Uchiko, the new "little sister" to Uchi, did not disappoint. For those not familiar with Uchi, it's fusion-Japanese cuisine creates lengthy waits, even at typical non-peak times, and they are continually at the top of Austin's restaurant lists. I think it has some new competition!
My parents were in town for a visit, and having enjoyed Uchi in the past, we were eager to try the new progeny. We had a 7:30 reservation on Saturday night of Labor Day weekend, and another friend joined us. We were warmly greeted, and told by the host that it would be just a couple minutes, as the current occupants of our table had paid out, but had not yet vacated. It gave us the opportunity to survey the front room/bar space. The designer used a variety of old drawers, post office box doors, and shelving to create a wall partition, separating the bar from the main dining room. The front room has table seating as well as bar seating. The main dining room has tables as you first walk in, booths along one wall, the kitchen and sushi bar along the opposite wall, and a large private room at the rear. We were seated at a booth with a good view of the kitchen's hustle and bustle.
Our server was Ashley, who proved to be very well spoken on the dishes and the wine. She made sure to encourage the "family-style" method of serving they prefer, which was totally fine with us. She could provide a time frame for some of the dishes that required fried components as they took longer to prepare, and easily suggested an item or two to tide us over while we waited for them, but wasn't pushy about it at all. My father asked about the Treana Viognier, and she was able to provide a good description, and assure us it was not too dry or oaky. It proved to be a good pairing with the food, and really became more full-bodied and a hint spicy as it opened up. I should add the food runners were also very well-versed in the dishes they brought to the table. All the staff seems exceptionally trained.
They started us off with a cucumber amuse bouche to cleanse the palate; simple and clean. And with that began the parade of foods.
Bacon sen: Berkshire pork belly, with a great caramelization, served with an apple puree and apple "kimchi". Loved the contrast of the sweet char and the savoriness of the pork with the sweet, lightly spicy apples. One of the most incredible pieces of pork belly I have ever had.
Toledo Roll: big eye tuna with chorizo, fried almonds & garlic. Incredibly tasty, though might be nice to have the almonds inside the roll for more textural contrast.
Wagyu beef hot rock: very thin slices of wagyu, drizzed with oil, shallots (?), kaffir leaves, and salt, you place a piece over an incredibly hot stone and cook to your desired likeness.
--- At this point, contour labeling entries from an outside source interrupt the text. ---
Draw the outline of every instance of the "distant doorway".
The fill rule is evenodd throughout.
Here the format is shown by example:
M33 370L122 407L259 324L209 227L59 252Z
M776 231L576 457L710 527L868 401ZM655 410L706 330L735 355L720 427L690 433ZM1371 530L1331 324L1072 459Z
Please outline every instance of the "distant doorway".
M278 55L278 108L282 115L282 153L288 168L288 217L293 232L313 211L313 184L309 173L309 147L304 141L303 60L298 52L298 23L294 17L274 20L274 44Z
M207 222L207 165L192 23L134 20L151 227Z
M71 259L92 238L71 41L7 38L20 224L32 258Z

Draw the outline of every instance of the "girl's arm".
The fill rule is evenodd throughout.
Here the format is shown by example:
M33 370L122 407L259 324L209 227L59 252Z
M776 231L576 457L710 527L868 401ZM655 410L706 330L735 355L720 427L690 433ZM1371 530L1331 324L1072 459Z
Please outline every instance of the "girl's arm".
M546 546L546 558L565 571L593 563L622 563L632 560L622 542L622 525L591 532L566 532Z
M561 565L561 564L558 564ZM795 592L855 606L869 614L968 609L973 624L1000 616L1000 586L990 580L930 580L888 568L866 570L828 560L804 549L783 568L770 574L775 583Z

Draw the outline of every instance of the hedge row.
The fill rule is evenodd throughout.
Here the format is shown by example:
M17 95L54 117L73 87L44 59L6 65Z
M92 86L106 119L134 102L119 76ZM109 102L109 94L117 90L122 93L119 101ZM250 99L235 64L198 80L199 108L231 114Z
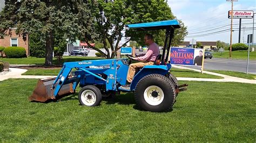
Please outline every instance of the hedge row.
M19 47L9 47L3 51L6 58L26 58L26 50Z
M0 52L2 52L4 50L4 47L0 46Z

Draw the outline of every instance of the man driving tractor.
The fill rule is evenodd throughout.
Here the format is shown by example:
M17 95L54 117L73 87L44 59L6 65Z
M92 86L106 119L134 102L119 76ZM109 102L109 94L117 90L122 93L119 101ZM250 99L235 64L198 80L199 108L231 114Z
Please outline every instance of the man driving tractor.
M132 60L139 61L140 62L130 65L126 78L127 84L121 86L123 89L130 89L136 69L142 68L146 65L153 65L157 56L159 54L159 48L158 45L154 42L152 34L146 34L144 36L144 42L146 45L149 46L147 51L146 54L139 54L136 58L131 58Z

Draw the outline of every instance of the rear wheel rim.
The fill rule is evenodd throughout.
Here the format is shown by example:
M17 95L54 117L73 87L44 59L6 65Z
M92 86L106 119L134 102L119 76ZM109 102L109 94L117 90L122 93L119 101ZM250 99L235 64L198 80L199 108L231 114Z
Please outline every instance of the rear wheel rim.
M96 102L96 95L91 90L85 90L81 94L81 101L85 105L91 106Z
M164 94L163 90L158 86L148 87L144 91L145 101L150 105L156 106L159 105L164 101Z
I just do it for a few seconds on each side for a nice rare beef bite. Wonderfully tender, melt in your mouth beef, and the kaffir added a really nice and somewhat unexpected depth. You can see the marbling in the picture of the beef -- fat equals flavor! (Rock at 12 o'clock, beef at 3 o'clock.)
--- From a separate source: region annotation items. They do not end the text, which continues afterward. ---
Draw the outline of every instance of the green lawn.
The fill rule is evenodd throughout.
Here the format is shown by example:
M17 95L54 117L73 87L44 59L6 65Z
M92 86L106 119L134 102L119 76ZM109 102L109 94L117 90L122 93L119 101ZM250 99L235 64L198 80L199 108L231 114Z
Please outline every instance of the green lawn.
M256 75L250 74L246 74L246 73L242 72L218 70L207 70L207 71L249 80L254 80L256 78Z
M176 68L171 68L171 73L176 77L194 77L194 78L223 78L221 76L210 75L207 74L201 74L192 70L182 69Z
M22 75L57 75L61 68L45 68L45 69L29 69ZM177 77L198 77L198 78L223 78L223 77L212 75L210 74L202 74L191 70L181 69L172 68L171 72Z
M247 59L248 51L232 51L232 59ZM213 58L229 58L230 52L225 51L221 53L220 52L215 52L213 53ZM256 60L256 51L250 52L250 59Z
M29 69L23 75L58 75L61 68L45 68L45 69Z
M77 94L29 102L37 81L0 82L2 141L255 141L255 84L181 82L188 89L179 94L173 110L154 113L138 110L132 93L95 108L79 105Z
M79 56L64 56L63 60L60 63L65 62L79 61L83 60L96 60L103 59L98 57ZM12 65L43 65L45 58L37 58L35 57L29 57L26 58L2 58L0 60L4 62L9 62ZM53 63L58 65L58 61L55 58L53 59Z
Kai Jiru: Atlantic mussels,with cherry tomatoes & tomato water, celery and basil. This was the one dish, that while tasty, I thought something was lacking. It needed some bit of acid to really make it pop. (At 9 o'clock.)
Tempura onion rings: some of the lightest, crispiest and most delicious, ever! I had two small ones.... I wanted more! (At 6 o'clock.)
Uchi Salad: baby romaine lettuce leaves that are topped with a bit of spice (I can't remember what Ashley said they were dusted with) and you can dip them in a edamame and jalapeno puree. Very unique and fun! (And addicting!)
Chicken karaage: fried chicken that's tossed with a bit of sansho pepper (also known in Chinese cuisine as Szechuan peppercorn), and had a great lemony dipping sauce with it. The combo of chicken, lemon sauce, and fresh mint leaves was a terrific savory/lightly tart/fresh bite. Side note: Executive Chef Paul Qui also runs the East Side King trailer, where they do Asian fusion; they do a karaage dish with thigh meat & sriracha mayo that's incredible; my previous post on it here.)
Avofry roll: a lightly-fried vegetarian roll with avocado, romaine & gobo, and a light lemon miso sauce. Great crunchiness to it, without it feeling like a "fried" dish.
If you're willing to try fantastic -- in both taste and preparation -- but not traditional, Japanese foods, Uchi and Uchiko are great places to try. Make a reservation and go. Neither place is inexpensive, and though you may not leave feeling full, you will be satisfied.